The band scored a string of hits from the album, including the dystopian call-to-arms ‘Round Here’; ‘Rain King,' a tune loosely based on Saul Bellow novel ‘Henderson the Rain King'; the aforementioned ‘Murder of One’; and the breakout single ‘Mr. Jones,’ all about wanting to be famous (or more specifically, wanting to be Bob Dylan). It may have been the greatest self-fulfilling-prophecy hit of the era.

At the time, however, not everyone was head-over-heels for the band. Entertainment Weekly music critic David Browne panned the album, giving it a "D" and citing numerous reasons why it was a derivative mess. He accused Duritz of trying to steal the "Van" out of Van Morrison, and he also noted the overt influences of R.E.M., 10,000 Maniacs, U2, Dion, the Band and of course, Dylan. It was a lesson in Rolling Stone magazine-style revisionist rock history -- wherein guys like John Mellencamp and bands like U2 and R.E.M. are the pinnacles of musical excellence.

Interestingly, before the Crows had even signed to DGC, they were asked to sub for Van Morrison at the 1993 Rock and Roll Hall of Fame induction ceremony, a point Browne apparently felt was insignificant to include in his tongue lashing of a review. At the Rock Hall, Duritz and co. were introduced by the Band’s guitarist Robbie Robertson, and they covered Morrison’s ‘Caravan.' That alone speaks volumes about their credibility, even at that early stage.

The most telling line in Browne’s review reads, “Surely it isn't a crime to recycle rock licks; if it were, Keith Richards would be doing hard time.” Therein lies the point of rock music. 'August' is excellent precisely because of what it references, and rock has survived over time because each generation of musicians reworks -- or steals, if you like -- what's come before.
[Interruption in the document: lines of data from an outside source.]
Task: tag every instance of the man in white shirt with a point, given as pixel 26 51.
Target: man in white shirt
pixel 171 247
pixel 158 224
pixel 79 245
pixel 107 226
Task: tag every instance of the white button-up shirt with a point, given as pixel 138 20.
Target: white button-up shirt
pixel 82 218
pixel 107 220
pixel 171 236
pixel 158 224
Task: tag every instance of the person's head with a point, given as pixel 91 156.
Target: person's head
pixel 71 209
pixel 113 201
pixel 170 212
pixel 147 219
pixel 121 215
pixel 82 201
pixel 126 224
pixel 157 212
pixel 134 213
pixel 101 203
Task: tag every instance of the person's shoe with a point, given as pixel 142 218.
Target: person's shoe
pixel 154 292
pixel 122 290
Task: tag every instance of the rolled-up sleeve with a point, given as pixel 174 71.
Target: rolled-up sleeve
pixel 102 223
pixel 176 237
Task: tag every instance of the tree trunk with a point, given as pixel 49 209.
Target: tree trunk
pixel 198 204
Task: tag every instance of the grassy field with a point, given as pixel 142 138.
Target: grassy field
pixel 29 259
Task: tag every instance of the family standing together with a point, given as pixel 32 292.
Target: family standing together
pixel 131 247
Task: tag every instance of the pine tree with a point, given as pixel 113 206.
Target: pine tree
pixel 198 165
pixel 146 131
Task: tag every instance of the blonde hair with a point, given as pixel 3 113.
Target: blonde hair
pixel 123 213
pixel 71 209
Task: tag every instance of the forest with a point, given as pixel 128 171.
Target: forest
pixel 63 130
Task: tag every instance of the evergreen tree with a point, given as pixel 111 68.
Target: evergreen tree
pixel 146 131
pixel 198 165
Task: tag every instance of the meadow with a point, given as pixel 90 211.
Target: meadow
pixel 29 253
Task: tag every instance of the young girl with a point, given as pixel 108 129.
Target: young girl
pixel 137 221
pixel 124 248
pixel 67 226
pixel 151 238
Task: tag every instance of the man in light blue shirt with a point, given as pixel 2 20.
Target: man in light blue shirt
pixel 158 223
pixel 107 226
Despite Browne's giant neon warning sign, the album performed incredibly well on the charts, reaching No. 4 on the Billboard 200 and No. 16 in the U.K. In 2007, ‘August’ was reissued with a treasure trove of bonus tracks, covers, outtakes and demos, as well as a live show recorded in 1994. The Crows followed that with 2011's 'August and Everything After: Live at Town Hall,' recorded in New York City.